Sponsored post: Transport Committee fails in its overly generalised analysis of whiplash claims

The House of Commons Transport Committee have very recently published its follow up report on the cost of motor insurance. One of the matters it covered was whiplash claims and it said in particular that it was "not convinced that a diagnosis [of whiplash] unsupported by further evidence of injury or personal inconvenience arising from the injury should be sufficient for a claim to be settled.

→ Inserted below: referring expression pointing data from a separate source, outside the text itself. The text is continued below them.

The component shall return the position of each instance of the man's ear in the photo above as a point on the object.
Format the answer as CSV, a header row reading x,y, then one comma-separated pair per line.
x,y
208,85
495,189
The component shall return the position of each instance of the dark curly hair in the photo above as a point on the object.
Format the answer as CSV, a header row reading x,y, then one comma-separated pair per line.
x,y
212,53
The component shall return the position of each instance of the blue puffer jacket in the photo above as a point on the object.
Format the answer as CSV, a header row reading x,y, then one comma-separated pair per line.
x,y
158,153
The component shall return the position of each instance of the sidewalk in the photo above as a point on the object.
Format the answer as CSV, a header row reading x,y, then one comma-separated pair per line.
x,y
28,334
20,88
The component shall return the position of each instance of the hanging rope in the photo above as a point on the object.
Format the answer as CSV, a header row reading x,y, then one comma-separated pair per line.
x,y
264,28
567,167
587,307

I n our view the bar to receiving compensation in whiplash cases should be raised." it also said that if the Legal Aid, Sentencing and Punishment of Offenders Bill did not reduce the number of claims then "there would be a strong case to consider primary legislation to require objective evidence of a whiplash injury". As someone who spent ten years practising as a personal injury barrister and representing both sides of the industry, the immediate problem with this sweeping statement is what type of objective evidence they are talking about? Whiplash is notoriously difficult to identify objectively and may well be one of the reasons why it also sometimes gets associated with fraud cases. But medical evidence is currently required to prove a personal injury in any event. So, perhaps the point may have been better made by encouraging more rigorous examination by GPs and consultant orthopaedic surgeons during the period of the injury. But for what it's worth, even this can raise difficulties in claims since the doctors that a patient initially visits are not usually for the purposes of litigation but instead for treatment. In those circumstances, their duty is to the health and welfare of the patient and not an insurance company. It's a great shame that having examined all of the evidence the Committee didn't make a more detailed analysis of this issue rather than leaving the impression of somewhat shooting from the hip.